De pronto Marta fue consciente de cómo le estaba hablando.
—Lo siento… no he debido decirte eso. A ti no…
—¿Por qué no? Si es algo que he sabido siempre.
—Pero yo… no quiero hacerte daño… me he dejado llevar por el dolor.
—Ahora mismo, pequeña, el mayor daño que siento es el saber que mi hermano está
apresado por unos desaprensivos y que corre peligro. Y el de que mi mejor amiga está
sufriendo por ello, al igual que mis padres y el resto de mi familia. Y yo me siento muy
lejos y muy solo al no poder compartir este dolor y esta inquietud con todos vosotros.

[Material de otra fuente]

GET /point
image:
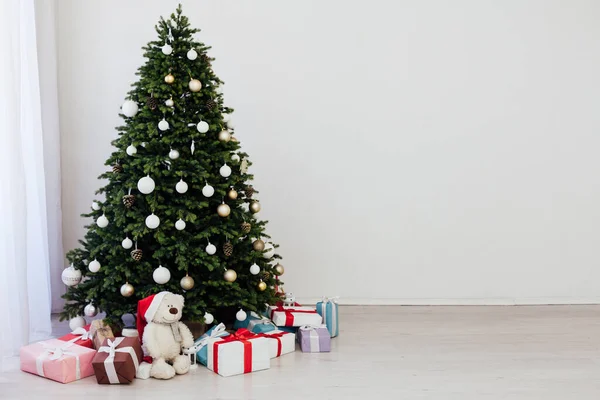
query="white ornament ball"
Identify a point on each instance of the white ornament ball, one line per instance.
(192, 54)
(90, 310)
(146, 185)
(152, 221)
(131, 150)
(241, 315)
(195, 85)
(77, 322)
(180, 224)
(202, 126)
(173, 154)
(181, 186)
(127, 243)
(161, 275)
(269, 251)
(71, 276)
(129, 108)
(208, 190)
(225, 171)
(102, 221)
(254, 269)
(94, 266)
(163, 125)
(211, 249)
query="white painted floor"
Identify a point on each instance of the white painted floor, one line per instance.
(445, 353)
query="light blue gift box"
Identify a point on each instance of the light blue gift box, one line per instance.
(328, 309)
(200, 343)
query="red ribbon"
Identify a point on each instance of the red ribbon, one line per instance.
(242, 335)
(289, 317)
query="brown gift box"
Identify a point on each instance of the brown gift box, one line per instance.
(117, 360)
(100, 332)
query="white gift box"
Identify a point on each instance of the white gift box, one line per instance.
(234, 356)
(294, 316)
(280, 342)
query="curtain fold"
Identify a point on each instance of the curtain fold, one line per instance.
(25, 296)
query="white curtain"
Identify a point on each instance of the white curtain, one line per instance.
(25, 295)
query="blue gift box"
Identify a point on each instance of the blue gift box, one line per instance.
(328, 309)
(202, 341)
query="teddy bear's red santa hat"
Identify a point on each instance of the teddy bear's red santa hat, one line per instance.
(147, 308)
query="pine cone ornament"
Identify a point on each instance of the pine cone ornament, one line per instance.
(136, 254)
(152, 103)
(128, 200)
(228, 249)
(246, 227)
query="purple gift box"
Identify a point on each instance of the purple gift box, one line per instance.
(314, 339)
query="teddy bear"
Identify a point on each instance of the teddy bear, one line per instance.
(164, 335)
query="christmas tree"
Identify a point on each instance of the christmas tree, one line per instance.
(179, 214)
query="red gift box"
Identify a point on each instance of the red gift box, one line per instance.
(80, 336)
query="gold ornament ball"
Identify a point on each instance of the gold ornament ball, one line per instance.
(224, 136)
(187, 282)
(195, 85)
(223, 210)
(255, 207)
(230, 275)
(127, 290)
(232, 194)
(279, 269)
(258, 245)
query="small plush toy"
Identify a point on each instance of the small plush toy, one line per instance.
(163, 335)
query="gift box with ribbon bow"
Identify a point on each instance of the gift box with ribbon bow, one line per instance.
(57, 360)
(199, 347)
(314, 339)
(100, 332)
(117, 360)
(240, 353)
(294, 316)
(328, 309)
(80, 336)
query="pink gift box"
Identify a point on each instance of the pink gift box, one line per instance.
(57, 360)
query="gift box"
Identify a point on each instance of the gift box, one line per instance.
(200, 348)
(117, 360)
(328, 309)
(80, 336)
(239, 353)
(294, 316)
(280, 342)
(100, 332)
(314, 339)
(57, 360)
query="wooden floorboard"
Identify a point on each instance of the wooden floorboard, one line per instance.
(446, 353)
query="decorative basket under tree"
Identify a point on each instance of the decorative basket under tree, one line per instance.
(179, 213)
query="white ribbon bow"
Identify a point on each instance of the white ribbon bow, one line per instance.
(55, 353)
(217, 331)
(82, 333)
(109, 363)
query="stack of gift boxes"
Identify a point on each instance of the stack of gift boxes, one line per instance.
(249, 347)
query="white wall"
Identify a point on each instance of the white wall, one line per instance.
(406, 151)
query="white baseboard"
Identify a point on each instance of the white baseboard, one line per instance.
(518, 301)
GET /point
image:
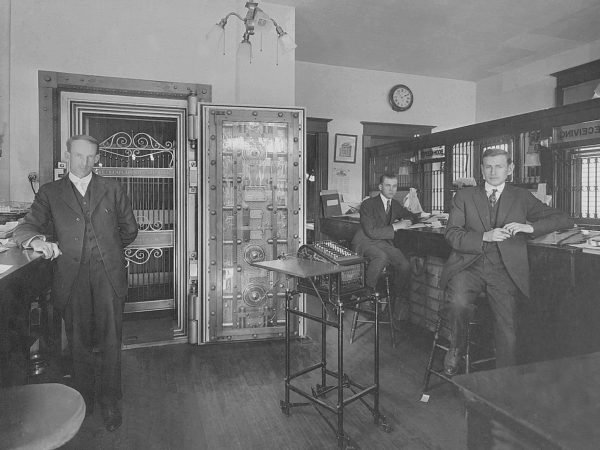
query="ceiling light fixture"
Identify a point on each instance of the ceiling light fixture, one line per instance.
(256, 19)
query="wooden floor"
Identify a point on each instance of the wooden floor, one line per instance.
(226, 396)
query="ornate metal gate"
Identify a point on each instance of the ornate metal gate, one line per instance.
(143, 145)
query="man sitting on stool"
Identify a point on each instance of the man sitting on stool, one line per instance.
(487, 230)
(380, 217)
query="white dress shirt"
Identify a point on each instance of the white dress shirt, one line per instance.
(81, 183)
(489, 188)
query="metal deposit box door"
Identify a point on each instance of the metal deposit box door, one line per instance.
(252, 210)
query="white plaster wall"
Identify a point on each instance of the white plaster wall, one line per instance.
(145, 39)
(349, 96)
(529, 88)
(4, 99)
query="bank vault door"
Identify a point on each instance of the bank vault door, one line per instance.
(251, 211)
(144, 149)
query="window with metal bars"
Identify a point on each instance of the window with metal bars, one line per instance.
(462, 162)
(577, 173)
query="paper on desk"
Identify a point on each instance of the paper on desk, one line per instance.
(541, 194)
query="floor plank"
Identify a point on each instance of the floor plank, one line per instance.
(226, 396)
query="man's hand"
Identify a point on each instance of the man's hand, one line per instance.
(496, 235)
(402, 224)
(514, 228)
(49, 249)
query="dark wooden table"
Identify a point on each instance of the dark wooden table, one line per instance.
(546, 405)
(28, 280)
(561, 316)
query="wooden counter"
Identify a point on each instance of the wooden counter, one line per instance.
(28, 280)
(549, 405)
(559, 319)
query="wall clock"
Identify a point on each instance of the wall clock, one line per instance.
(400, 97)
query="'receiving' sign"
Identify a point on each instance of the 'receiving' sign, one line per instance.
(432, 153)
(577, 132)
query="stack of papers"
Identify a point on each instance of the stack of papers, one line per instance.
(7, 229)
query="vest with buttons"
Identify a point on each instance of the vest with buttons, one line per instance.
(490, 249)
(90, 245)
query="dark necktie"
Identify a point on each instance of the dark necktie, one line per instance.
(493, 199)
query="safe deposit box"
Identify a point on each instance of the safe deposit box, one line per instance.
(252, 206)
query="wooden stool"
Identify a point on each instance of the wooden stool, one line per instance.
(39, 416)
(383, 300)
(469, 363)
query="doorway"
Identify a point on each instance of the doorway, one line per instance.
(145, 145)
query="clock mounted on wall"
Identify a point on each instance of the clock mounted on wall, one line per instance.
(400, 97)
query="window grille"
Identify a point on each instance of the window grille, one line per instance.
(577, 173)
(462, 161)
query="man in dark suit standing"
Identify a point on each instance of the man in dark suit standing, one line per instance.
(380, 217)
(487, 230)
(83, 222)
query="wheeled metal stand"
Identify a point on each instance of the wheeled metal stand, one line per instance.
(341, 380)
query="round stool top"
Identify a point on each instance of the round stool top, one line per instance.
(39, 416)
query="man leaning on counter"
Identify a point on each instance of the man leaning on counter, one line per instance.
(487, 231)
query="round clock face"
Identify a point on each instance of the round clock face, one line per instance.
(400, 97)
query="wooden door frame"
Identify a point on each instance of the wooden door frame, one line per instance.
(51, 84)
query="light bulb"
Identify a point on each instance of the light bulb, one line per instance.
(286, 41)
(216, 32)
(244, 53)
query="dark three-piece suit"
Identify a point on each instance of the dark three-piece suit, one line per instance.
(500, 269)
(89, 277)
(375, 241)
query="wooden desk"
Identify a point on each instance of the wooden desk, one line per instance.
(562, 315)
(549, 405)
(27, 280)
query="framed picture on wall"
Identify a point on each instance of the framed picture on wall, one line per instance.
(345, 148)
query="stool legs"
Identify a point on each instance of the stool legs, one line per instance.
(389, 320)
(429, 368)
(468, 357)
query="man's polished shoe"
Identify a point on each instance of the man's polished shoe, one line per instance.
(89, 406)
(112, 417)
(451, 361)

—Lo siento… de verdad que siento mucho que estés allí, solo.
—No lo sientas, Marta… tú no tienes la culpa.
—Claro que la tengo. Pensabas quedarte y te volviste a marchar.
—Es cierto que me volví porque Sergio y tú empezasteis a estar juntos, en aquel
momento necesitaba poner distancia, pero no es eso lo que me retiene aquí. Hubiera
vuelto al terminar la carrera si no me hubiera atrapado mi trabajo. Me apasiona lo que
hago, la posibilidad de poner mi granito de arena en esta lucha sin cuartel que la
humanidad tiene contra el cáncer. Eso es lo que me retiene aquí, y no otra cosa, Marta.
—¿De verdad?
—De verdad. La sola idea de conseguir un avance compensa el estar lejos de todos
vosotros… casi siempre. No en momentos como este.
—Lo sé.
—Pero quiero que sepas que, aunque a muchos miles de kilómetros, yo sigo estando
aquí, Marta. Para desahogarte, para llorar, y también para reír.
—Gracias, gracias amigo mío. ¿Y tú como llevas lo de Sergio? Joder, estamos aquí
hablando de mí y es tu hermano quien está apresado.
—Estoy fatal, no te voy a mentir. La noche ha sido una auténtica pesadilla desde que
me llamó mi padre para decírmelo. Ya hace casi un año que no le veo… Quería coger
el primer avión y marcharme a España para estar con vosotros, pero él tiene razón, no
hay nada que pueda hacer, salvo esperar.
—Te tendremos informado, no te preocupes.
—De todo, por favor… bueno o malo, no me ocultéis nada.
—Te lo prometo, Javi.
—Gracias.
—No, gracias a ti por llamarme. Me ha hecho mucho bien hablar contigo. Siempre
has sabido cómo hacerme sentir mejor.
—Lo sé. Y ahora te tengo que dejar… pero no dudes en llamarme cuando me
necesites.
—Lo haré. Cuídate.
—Tú también, pequeña. Todo va a salir bien.
Marta colgó y colocando los brazos sobre la mesa de despacho, apoyó la cabeza en
ellos y lloró con un llanto desgarrado y a la vez liberador.